Bonne nouvelle cependant : l’agitateur semblerait vouloir se concentrer sur les affaires internes.

Dans le monde, les marchés financiers ont réagi nerveusement à cette impasse parlementaire de la 3e économie de la zone euro, alors que la quasi-catastrophe monétaire de 2011 demeure dans toutes les mémoires. En Allemagne, la chancelière Angela Merkel n’a pas caché sa déception face à la débâcle de Mario Monti, qui avait mené une politique de rigueur depuis la chute de Berlusconi en 2011, et appelé la capitale romaine à continuer les réformes économiques jugées indispensables par Berlin pour stabiliser la monnaie européenne.

Berlusconi s’est dit prêt à une union avec le centre gauche, mais pas avec Monti, ce froid technocrate qui a pris sa succession il y a 15 mois. « L’Italie doit être gouvernée », a déclaré le Cavaliere. « Chacun doit être prêt à faire des sacrifices ».

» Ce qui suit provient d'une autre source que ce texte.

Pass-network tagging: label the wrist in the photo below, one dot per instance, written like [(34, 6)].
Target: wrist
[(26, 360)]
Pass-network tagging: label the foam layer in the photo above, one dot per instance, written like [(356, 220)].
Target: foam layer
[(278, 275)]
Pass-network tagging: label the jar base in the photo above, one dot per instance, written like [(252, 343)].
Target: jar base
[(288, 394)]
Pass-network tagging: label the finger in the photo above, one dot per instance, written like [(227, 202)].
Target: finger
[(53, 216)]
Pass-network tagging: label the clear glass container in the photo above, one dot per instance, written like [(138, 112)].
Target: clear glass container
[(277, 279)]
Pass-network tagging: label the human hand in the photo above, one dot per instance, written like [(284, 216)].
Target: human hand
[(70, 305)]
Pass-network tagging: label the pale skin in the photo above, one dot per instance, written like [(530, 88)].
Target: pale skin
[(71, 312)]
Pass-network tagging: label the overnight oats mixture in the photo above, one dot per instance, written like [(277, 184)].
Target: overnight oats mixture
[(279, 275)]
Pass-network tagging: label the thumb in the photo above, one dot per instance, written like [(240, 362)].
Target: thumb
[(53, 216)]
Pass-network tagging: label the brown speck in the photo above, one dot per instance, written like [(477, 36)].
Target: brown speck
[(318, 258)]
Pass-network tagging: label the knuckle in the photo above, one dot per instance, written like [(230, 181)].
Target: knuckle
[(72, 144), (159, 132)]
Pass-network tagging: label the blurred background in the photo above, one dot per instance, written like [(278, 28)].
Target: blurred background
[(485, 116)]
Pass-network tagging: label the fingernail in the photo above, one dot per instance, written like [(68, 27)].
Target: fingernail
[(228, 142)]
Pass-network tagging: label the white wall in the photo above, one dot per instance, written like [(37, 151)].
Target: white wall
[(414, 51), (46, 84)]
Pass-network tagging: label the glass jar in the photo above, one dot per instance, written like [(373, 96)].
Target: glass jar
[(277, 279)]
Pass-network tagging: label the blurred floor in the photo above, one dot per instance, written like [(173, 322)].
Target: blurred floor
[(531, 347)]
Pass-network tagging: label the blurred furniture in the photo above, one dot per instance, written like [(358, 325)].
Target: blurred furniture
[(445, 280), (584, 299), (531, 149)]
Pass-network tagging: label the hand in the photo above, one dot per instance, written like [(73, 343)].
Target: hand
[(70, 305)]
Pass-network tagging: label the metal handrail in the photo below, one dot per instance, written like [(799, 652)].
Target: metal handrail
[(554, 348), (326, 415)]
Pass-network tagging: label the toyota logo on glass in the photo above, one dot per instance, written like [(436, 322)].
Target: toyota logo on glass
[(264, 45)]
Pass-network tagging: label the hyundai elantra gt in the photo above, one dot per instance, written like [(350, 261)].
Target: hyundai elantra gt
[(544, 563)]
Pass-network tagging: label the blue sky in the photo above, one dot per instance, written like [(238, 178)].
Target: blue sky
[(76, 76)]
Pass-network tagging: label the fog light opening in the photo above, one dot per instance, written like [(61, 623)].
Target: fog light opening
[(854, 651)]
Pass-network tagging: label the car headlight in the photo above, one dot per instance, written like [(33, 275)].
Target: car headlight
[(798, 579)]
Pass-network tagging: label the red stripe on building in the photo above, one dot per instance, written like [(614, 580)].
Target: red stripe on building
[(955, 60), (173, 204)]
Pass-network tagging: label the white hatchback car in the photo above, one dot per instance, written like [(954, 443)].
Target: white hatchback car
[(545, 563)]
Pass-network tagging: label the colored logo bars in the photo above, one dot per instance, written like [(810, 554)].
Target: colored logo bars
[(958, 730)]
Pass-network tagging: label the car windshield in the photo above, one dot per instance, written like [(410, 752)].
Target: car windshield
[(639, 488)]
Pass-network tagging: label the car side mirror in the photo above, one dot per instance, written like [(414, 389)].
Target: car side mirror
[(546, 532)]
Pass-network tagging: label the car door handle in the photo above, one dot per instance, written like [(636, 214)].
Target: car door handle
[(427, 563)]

Les mauvais résultats de Monti sont à expliquer par un rejet de la politique d’austérité, exploité à la fois par Berlusconi et Grillo. Selon plusieurs politologues, les adversaires du Mouvement 5 étoiles ont sous-estimé l’attrait d’un mouvement populaire qui s’autoqualifie de « non-parti », en particulier parmi les jeunes Italiens atteints de plein fouet par le chômage et confrontés à un avenir incertain. Grillo, qui mêle des attaques contre la corruption des élus à des propositions de réformes allant de la gratuité d’Internet aux énergies propres, a suscité une véritable déferlante en fin de campagne électorale, avec plusieurs centaines de milliers de personnes assistant à ses meetings.

En moins de 3 ans, son mouvement autrefois marginal, a su massivement attirer une génération d’Italiens amers et désabusés des grands partis politiques. La campagne de Silvio Berlusconi, qui alternait les promesses de réduction d’impôts avec de virulentes attaques contre Monti et Merkel, creusait le même sillon. Que l’homme, qui a dû démissionner sous les huées il y a un peu plus d’un an, se retrouve numéro 2 après ce scrutin reflète sans doute l’état de désarroi et de pessimisme des Italiens face à une classe dirigeante incapable de leur éviter les douloureuses répercussions de la crise économique.